Jan 142024
 

Dead Ringers (1988), directed by David Cronenberg, starring Jeremy Irons and Genevieve Bujold.

The film is based on a true story of a pair of identical twin gynecologists who died in a murder-suicide. Irons plays both Doctors Beverly and Elliot Mantle, and Bujold plays actress Claire Niveau, who catalyzes their disintegration.

In the story, Beverly does most of the work that makes them wealthy and famous in their field, while Elliot does the glad-handing and schmoozing. Beverly is fascinated by the “trifurcated uterus” of Claire, a troubled actress searching for a cure for her infertility. As they have done before, the confident Elliot seduces Claire and then passes her on to the shy Beverly, who claims to be Elliot. However, Beverly develops deeper feelings for Claire, and that reveals a hairline fracture in the partnership of the Mantle twins.

Much like her earlier role of Beryl in Tightrope (1984) (previously discussed), Bujold plays Claire as a mixture of tough and vulnerable, assertive and masochistic. Elliot has dinner with Claire and her agent, where she overcomes the latter’s objections about a role.

Leo the Agent: You don’t need to be humiliated.

Claire: I’ve decided. I want to be humiliated.

Elliot and Claire talk about her trifurcated cervix and her intermittent periods. Discomfited, the agent gets up to leave.

Claire: Goodbye, Leo. Remember, I need the humiliation as well as the money.

Elliot and Claire have sex, and Elliot sends Beverly (in his place) to talk with her the next morning. She greets him at the door in an open black robe. Even at this point, Claire realizes something is off about the way Beverly kisses her.

When Beverly breaks it to Claire that she will never get pregnant, she is upset. She’s been taking hormone injections and has been “extremely promiscuous”. Claire acknowledges that what she’s doing is not exactly healthy, and sarcastically agrees with Beverly’s analysis. She quickly turns on him for when he (actually Elliot) slept with her.

Claire: [in his face] Do you only have affairs with your own patients?

Beverly: No, I was… concerned…

Claire: Am I bad? Is that it? You gonna spank me, doc?

Beverly: It hadn’t occurred to me.

Claire: I’ve been bad and I need to be punished. I need to be punished.

She covers her vulnerability with sexual aggression. Beverly is taken aback.

Later, Elliot laughs this off when Beverly tells him about the encounter.

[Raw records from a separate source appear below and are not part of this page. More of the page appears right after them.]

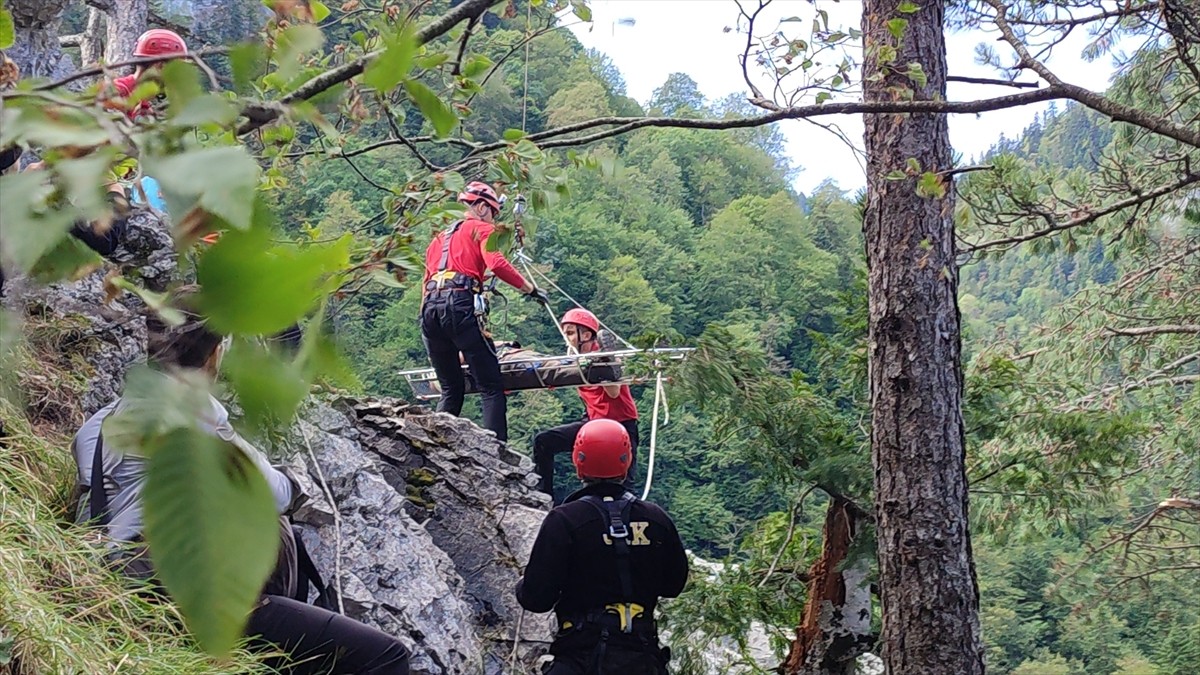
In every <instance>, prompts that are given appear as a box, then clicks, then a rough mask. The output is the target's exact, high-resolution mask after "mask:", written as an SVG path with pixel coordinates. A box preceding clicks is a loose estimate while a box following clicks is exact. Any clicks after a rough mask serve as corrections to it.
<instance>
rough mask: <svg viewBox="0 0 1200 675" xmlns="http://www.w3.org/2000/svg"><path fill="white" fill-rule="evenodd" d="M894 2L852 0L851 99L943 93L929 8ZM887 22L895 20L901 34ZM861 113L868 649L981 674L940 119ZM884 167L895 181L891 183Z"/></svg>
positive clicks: (879, 99) (941, 67)
mask: <svg viewBox="0 0 1200 675" xmlns="http://www.w3.org/2000/svg"><path fill="white" fill-rule="evenodd" d="M900 4H901V2H900V0H866V1H865V4H864V8H863V31H864V44H865V47H866V50H865V60H864V65H863V82H864V94H865V98H866V100H868V101H888V100H900V98H904V97H907V96H910V95H911V96H913V97H914V98H916V100H935V98H943V100H944V97H946V42H944V36H943V34H942V30H943V24H942V22H943V12H944V8H943V5H942V2H940V1H937V0H924V1H920V2H918V5H919V10H918V11H916V12H913V13H908V14H905V13H901V12H899V11H898V5H900ZM896 19H900V20H905V19H907V24H906V25H905V26H904V28H902V30H899V29H900V28H901V26H900V20H896ZM889 22H890V24H889ZM892 31H899V32H901V35H900V37H899V38H896V37H894V36H893V34H892ZM892 49H895V52H894V53H893V52H892ZM893 54H894V59H892V56H893ZM911 64H919V65H920V67H922V70H923V72H924V77H925V78H928V82H925V83H920V82H918V80H919V79H922V78H920V74H919V73H917V74H913V73H914V67H913V66H912V65H911ZM906 73H907V74H906ZM864 123H865V127H866V133H865V141H866V156H868V167H866V181H868V183H866V185H868V204H866V217H865V223H864V232H865V239H866V253H868V265H869V282H870V286H869V288H870V291H869V294H870V328H869V341H870V346H869V350H870V352H869V358H870V388H871V455H872V462H874V467H875V509H876V536H877V539H878V549H877V550H878V562H880V587H881V599H882V609H883V629H882V634H881V643H882V645H883V650H882V656H883V661H884V664H886V667H887V670H888V673H892V674H894V675H908V674H911V673H922V674H928V675H943V674H944V675H976V674H982V673H983V670H984V665H983V650H982V646H980V640H979V590H978V585H977V583H976V577H974V565H973V561H972V557H971V537H970V532H968V530H967V479H966V471H965V449H964V430H962V368H961V363H960V356H961V335H960V328H959V322H960V317H959V310H958V303H956V294H958V280H959V275H958V267H956V265H955V259H954V258H955V256H954V220H953V216H954V189H953V185H950V181H949V180H947V181H942V180H941V179H940V177H937V172H942V171H947V169H949V168H952V157H950V143H949V137H948V132H947V120H946V118H944V117H943V115H929V114H911V115H900V114H877V115H865V120H864ZM894 172H902V173H907V174H908V178H905V179H902V180H894V179H895V178H896V177H898V174H896V173H894ZM926 172H930V173H929V174H928V175H925V178H924V180H922V179H920V177H922V174H924V173H926ZM889 174H892V175H890V177H889ZM889 178H892V179H889ZM918 185H919V186H920V189H919V190H918Z"/></svg>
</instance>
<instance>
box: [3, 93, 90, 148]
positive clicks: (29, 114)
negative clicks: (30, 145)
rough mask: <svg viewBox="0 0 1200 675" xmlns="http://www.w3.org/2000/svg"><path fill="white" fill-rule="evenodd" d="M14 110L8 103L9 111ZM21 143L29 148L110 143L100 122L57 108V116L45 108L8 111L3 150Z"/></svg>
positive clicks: (3, 129) (76, 112) (4, 136)
mask: <svg viewBox="0 0 1200 675" xmlns="http://www.w3.org/2000/svg"><path fill="white" fill-rule="evenodd" d="M8 106H10V103H8V102H5V107H6V108H7V107H8ZM17 139H20V141H23V142H24V143H26V144H29V145H42V147H46V148H61V147H64V145H78V147H82V148H90V147H94V145H100V144H102V143H106V142H108V132H107V131H104V130H103V129H101V127H100V126H98V125H97V124H96V118H95V117H92V115H90V114H88V113H85V112H83V110H77V109H72V108H62V107H58V106H56V107H55V109H54V115H53V117H52V115H49V114H47V110H46V109H43V108H41V107H23V108H13V109H12V110H11V112H10V110H8V109H6V110H5V115H4V126H2V127H0V147H7V145H8V144H11V143H13V142H14V141H17Z"/></svg>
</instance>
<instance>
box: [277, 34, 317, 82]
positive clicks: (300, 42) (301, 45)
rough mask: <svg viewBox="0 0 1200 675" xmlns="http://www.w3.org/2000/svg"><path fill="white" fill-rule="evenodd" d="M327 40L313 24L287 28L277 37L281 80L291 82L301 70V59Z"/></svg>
mask: <svg viewBox="0 0 1200 675" xmlns="http://www.w3.org/2000/svg"><path fill="white" fill-rule="evenodd" d="M324 41H325V37H324V35H322V32H320V29H319V28H317V26H314V25H312V24H295V25H290V26H288V28H286V29H284V30H283V32H281V34H278V36H277V37H276V38H275V60H276V62H278V70H277V71H276V72H275V74H277V76H278V78H280V80H282V82H289V80H292V78H293V77H295V76H296V73H299V72H300V65H301V59H302V56H304V55H305V54H307V53H308V52H312V50H314V49H317V48H318V47H320V44H322V43H323V42H324Z"/></svg>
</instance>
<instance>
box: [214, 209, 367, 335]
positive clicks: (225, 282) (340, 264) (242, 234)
mask: <svg viewBox="0 0 1200 675" xmlns="http://www.w3.org/2000/svg"><path fill="white" fill-rule="evenodd" d="M349 245H350V238H349V235H347V237H343V238H341V239H338V240H337V241H335V243H332V244H325V245H310V246H307V247H305V249H300V247H298V246H294V245H290V244H280V245H272V244H271V233H270V232H269V231H268V229H266V228H264V227H256V228H253V229H250V231H235V232H228V233H226V234H224V235H223V237H222V238H221V240H220V241H217V243H216V245H214V246H212V247H211V249H209V250H208V251H206V252H205V253H204V256H203V257H202V258H200V262H199V265H198V268H197V279H198V280H199V283H200V287H202V289H200V294H199V298H198V303H199V305H200V309H202V310H203V311H204V313H205V315H208V317H209V322H210V324H211V325H212V328H214V329H216V330H220V331H222V333H230V334H234V335H269V334H274V333H278V331H280V330H283V329H284V328H287V327H289V325H292V324H293V323H295V322H296V321H298V319H300V318H301V317H302V316H305V315H306V313H307V312H308V311H311V310H312V309H313V306H314V305H316V304H317V301H318V300H319V299H320V298H322V297H323V295H324V294H325V293H326V291H328V288H326V282H328V280H329V277H330V275H331V274H334V273H335V271H338V270H341V269H342V268H344V267H346V265H348V264H349Z"/></svg>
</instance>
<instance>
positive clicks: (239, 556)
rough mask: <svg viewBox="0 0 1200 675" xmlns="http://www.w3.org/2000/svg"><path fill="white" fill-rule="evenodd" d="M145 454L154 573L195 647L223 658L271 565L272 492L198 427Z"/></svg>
mask: <svg viewBox="0 0 1200 675" xmlns="http://www.w3.org/2000/svg"><path fill="white" fill-rule="evenodd" d="M146 449H148V450H150V453H151V454H150V466H149V470H148V472H146V488H145V490H144V492H143V500H144V504H145V506H144V509H145V536H146V542H149V544H150V551H151V555H152V557H154V562H155V571H156V573H157V574H158V575H160V577H161V578H162V580H163V584H166V585H167V587H168V589H170V596H172V598H173V599H174V601H175V602H176V603H179V608H180V611H182V614H184V616H185V617H187V625H188V627H190V628H191V629H192V632H193V633H194V634H196V639H197V640H198V641H199V643H200V645H203V646H204V649H205V650H208V651H209V652H210V653H214V655H226V653H228V652H229V650H232V649H233V646H234V645H235V644H236V643H238V640H239V639H240V637H241V629H242V626H244V625H245V621H246V616H247V615H248V611H250V609H251V607H252V605H253V603H254V602H256V601H257V598H258V593H259V591H260V590H262V586H263V581H264V580H265V579H266V575H268V574H269V573H270V571H271V569H272V568H274V567H275V562H276V548H277V546H278V534H277V533H278V527H280V522H278V519H276V518H274V516H272V513H271V512H272V510H274V507H275V501H274V498H272V496H271V490H270V488H268V485H266V480H265V478H264V477H263V474H262V472H260V471H259V470H258V467H257V466H254V464H253V462H252V461H251V460H250V459H248V458H247V456H246V454H245V453H242V450H240V449H239V448H236V447H234V446H233V444H232V443H227V442H224V441H221V440H218V438H216V437H215V436H211V435H209V434H206V432H204V431H200V430H196V429H190V430H188V429H176V430H174V431H172V432H169V434H167V435H166V436H162V437H161V438H157V440H156V441H155V442H152V443H151V444H149V446H146ZM185 525H186V526H185ZM271 543H274V544H275V545H270V544H271Z"/></svg>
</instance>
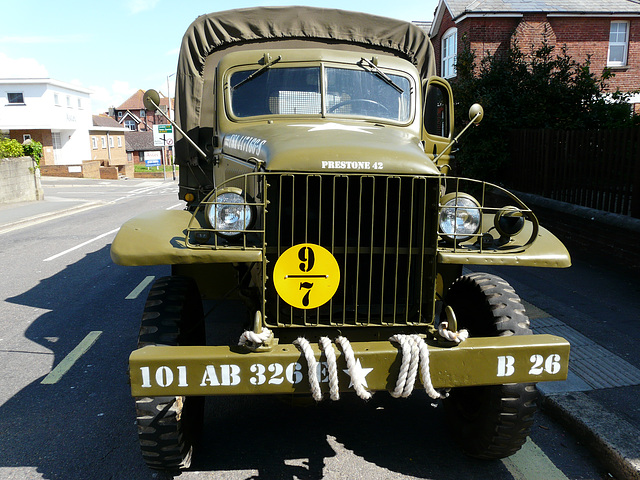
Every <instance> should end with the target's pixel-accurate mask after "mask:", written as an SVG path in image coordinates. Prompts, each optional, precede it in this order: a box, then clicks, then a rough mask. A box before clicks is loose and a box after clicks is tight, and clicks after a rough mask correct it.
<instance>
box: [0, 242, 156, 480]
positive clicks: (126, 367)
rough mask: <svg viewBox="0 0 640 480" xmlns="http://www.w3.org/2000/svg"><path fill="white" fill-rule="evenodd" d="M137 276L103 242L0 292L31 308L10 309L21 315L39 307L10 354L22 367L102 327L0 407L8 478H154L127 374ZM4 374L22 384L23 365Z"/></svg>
mask: <svg viewBox="0 0 640 480" xmlns="http://www.w3.org/2000/svg"><path fill="white" fill-rule="evenodd" d="M35 261H40V260H39V259H38V260H34V262H35ZM34 269H37V268H34ZM145 271H146V270H145ZM141 275H142V277H141V278H144V275H145V273H141V271H140V270H138V271H137V272H136V271H134V269H128V270H127V269H125V268H124V267H118V266H116V265H114V264H113V263H112V261H111V259H110V256H109V246H108V245H107V246H105V247H104V248H102V249H100V250H98V251H96V252H93V253H89V254H87V255H86V256H84V257H83V258H82V259H81V260H79V261H77V262H75V263H73V264H70V265H67V266H66V267H62V269H61V270H59V271H58V272H57V273H55V274H54V275H52V276H50V277H49V278H44V279H41V280H40V281H39V283H38V284H37V285H35V286H34V287H33V288H31V289H29V290H27V291H25V292H23V293H21V294H19V295H15V296H13V297H11V298H7V299H6V302H7V303H8V304H16V305H19V306H26V307H31V308H30V309H25V308H17V309H16V308H13V307H10V308H12V310H17V311H18V312H26V313H24V315H23V318H20V320H22V321H23V322H24V319H26V318H28V316H29V315H34V314H33V313H31V312H33V311H36V313H35V315H34V316H33V318H32V319H31V321H30V323H29V326H28V328H26V330H25V332H24V337H25V338H26V339H27V340H28V341H29V342H26V341H24V340H20V342H19V343H20V344H25V345H26V346H27V348H25V349H23V350H24V351H21V352H8V353H9V354H10V355H11V356H10V357H9V358H13V359H17V360H16V362H20V363H24V364H25V368H24V370H25V371H27V372H32V371H33V372H39V371H43V370H46V369H47V366H48V365H51V368H53V367H55V366H56V365H58V364H59V363H60V362H61V361H62V360H63V359H64V358H65V357H66V356H67V355H68V354H69V353H70V352H71V351H72V350H73V349H74V348H75V347H76V346H77V345H78V344H79V343H80V342H81V341H82V340H83V339H84V338H85V337H86V336H87V334H89V333H90V332H94V331H96V332H102V333H101V334H100V336H99V337H98V339H97V341H96V342H95V344H94V345H93V346H92V347H91V348H90V349H89V350H88V351H87V352H86V353H85V354H84V355H83V356H82V357H80V358H79V359H78V361H76V362H75V363H74V364H73V365H72V366H71V368H70V369H69V370H68V372H67V373H66V374H64V375H63V376H62V377H61V378H60V380H59V381H57V382H56V383H54V384H51V385H45V384H42V383H41V382H42V380H43V378H44V375H42V376H41V377H40V378H38V379H37V380H35V381H33V382H32V383H30V384H29V385H27V386H25V387H24V388H22V389H21V390H20V391H19V392H17V393H16V394H15V395H13V396H12V397H11V398H10V399H8V400H7V401H6V402H5V403H4V404H3V405H2V406H0V432H1V433H2V434H1V435H0V471H1V470H2V469H4V468H6V469H7V470H6V472H8V475H9V477H10V478H20V479H27V478H29V479H30V478H46V479H65V480H68V479H76V478H77V479H94V478H95V479H101V478H111V479H123V480H125V479H127V480H128V479H135V478H152V473H151V472H150V471H148V470H146V467H144V465H143V463H142V460H141V459H140V453H139V449H138V445H137V439H136V427H135V410H134V407H133V405H132V402H131V398H130V393H129V386H128V377H127V360H128V353H129V352H130V351H131V349H132V348H135V345H136V337H137V333H138V329H139V323H138V318H139V317H136V318H132V317H131V312H132V311H133V310H137V311H141V310H142V306H143V303H144V299H138V300H135V301H125V300H124V298H125V296H126V295H127V293H129V292H130V291H131V290H132V288H133V287H135V285H136V284H137V283H139V282H140V280H141V278H140V276H141ZM131 285H133V287H131ZM125 292H126V293H125ZM36 309H37V310H36ZM42 312H46V313H42ZM24 323H26V322H24ZM30 342H33V343H30ZM42 347H44V349H43V348H42ZM45 349H46V350H45ZM34 352H37V353H34ZM49 352H50V353H49ZM44 359H46V360H44ZM30 362H33V363H35V364H37V365H38V367H39V368H37V369H30V368H29V367H28V364H29V363H30ZM20 370H22V368H20ZM46 373H48V371H46V372H45V374H46ZM6 374H7V377H5V378H9V379H11V376H12V375H15V377H14V378H15V380H12V381H11V382H12V383H14V384H16V385H20V384H21V383H22V382H21V381H20V380H19V376H20V375H21V372H20V371H17V372H6ZM36 374H37V373H36ZM34 470H35V471H34ZM36 472H37V473H36ZM140 472H144V475H141V473H140ZM3 475H4V474H0V477H3ZM12 475H14V476H12ZM4 478H6V477H4Z"/></svg>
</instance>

Elliot: All she wanted was a little slap on the ass, Bev.

Beverly tries to argue out of him seeing Claire again, while Elliot urges him on.

Beverly: It’s not safe.

Elliot: Well, if you don’t go and see her…

Beverly: What?

Elliot: I will. And I’ll tell her I’m you and I’ll do terrible things to her.

Beverly: What sort of terrible things?

Immediate cut to Claire’s bedroom. She is tied to her bedframe with surgical tubing and hemostats, while fucking Beverly. The moment is both passionate and tender. When he releases her, she sobs.

Beverly: What’s the matter? What’s the matter?

Claire: I’ll never get pregnant. I’ll never have children. When I’m dead, I’ll just be dead. I’ll really never have been a woman at all. Just a girl. A little girl.

Beverly: You could always adopt a baby.

Claire: It wouldn’t be the same. It wouldn’t be part of my body.

Beverly: Yes, that’s true.

Claire: Don’t tell. Please don’t tell anybody about me. Please don’t tell. I’m so vulnerable. I’m slashed open.

Beverly: Who would I tell? Eh? Who would I tell?

When Elliot demands to know about Beverly’s experience with Claire, Beverly keeps it to himself.

This is the beginning of Claire and Beverly’s relationship. She soon realizes that the man she has been seeing is actually two, and breaks it off, but later resumes her relationship with Beverly.

Despite her acknowledged out-of-control behavior (including prescription drug abuse) and sexual masochism, Claire has a solid sense of her own boundaries, unlike the Mantles. She refuses to let other people tell her what to do, professionally and personally, and won’t sacrifice her career for Beverly.

Much like Nicki Brand in Cronenberg’s Videodrome (previously discussed), Claire is an assertive masochist. Her bondage scene with Beverly is a moment of vulnerability and intimacy for both of them.

Beverly surpasses his avoidance of intimacy with women and keeps Claire’s secret out of feelings for her. This is also the beginning of the rift that sends Beverly into drug abuse and paranoid delusions about “mutant women” with abnormal genitalia. Elliot believes he has to “synchronize” with Beverly to pull him out of it, but they both fall down that hole.